Cruz has evangelicals locked up -- and Rubio is betting everything that it won't matter

“Rubio does not speak their language as well, and he’s just a more reserved guy,” says a top Washington, D.C.–based Republican strategist who identifies as Evangelical. “Cruz knows how to talk about his own personal relationship with Jesus Christ and how it changed his life. He knows that when he’s visiting a phone bank and there are 12 or 15 people there, to stop and do a prayer circle. That’s the kind of thing that Marco Rubio and most other guys won’t do.”…

At the Iowa event organized by Lane, Rubio was pressed on his relationship with the New York hedge-fund billionaire and Republican mega-donor Paul Singer, who is a supporter of gay marriage and has endorsed Rubio. “I asked him this, ‘What is it that Paul Singer saw in you that he didn’t see in any other candidate?’” says Pastor Michael Demastus of Iowa’s Fort Des Moines Church of Christ, who is backing Cruz. “Because a guy like him has done everything he can to see that same-sex marriage becomes law. Of course Rubio’s response was, ‘He’s buying into my agenda, I’m not buying into his,’ but of course an endorsement like that gives me pause.”

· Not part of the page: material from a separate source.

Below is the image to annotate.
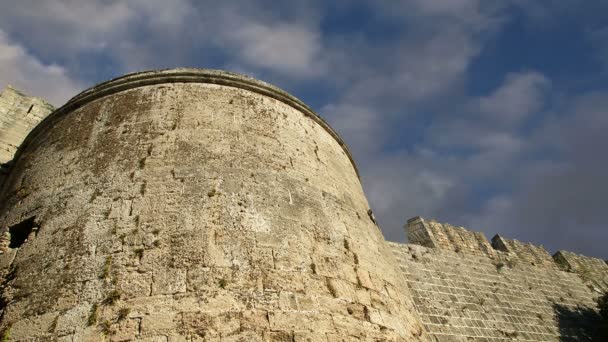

Rubio’s campaign does not hinge on winning Evangelicals in Iowa, South Carolina, or elsewhere; if the Cruz camp has focused laser-like on those voters, Rubio’s team believes that its strategy — giving roughly equal attention to all segments of the GOP and, according to Rubio’s director of faith outreach, Eric Teetsel, “making the same case to every voter” — is more durable and thatB in the long run, even the party’s most religious voters simply want to know that their nominee is a God-fearing man who sees the presidency as a higher calling. “Christian voters in particular are glad to know that Senator Rubio’s leadership on these issues stems from a biblical worldview and that he relies on prayer and the guidance of the Holy Spirit,” says Teetsel.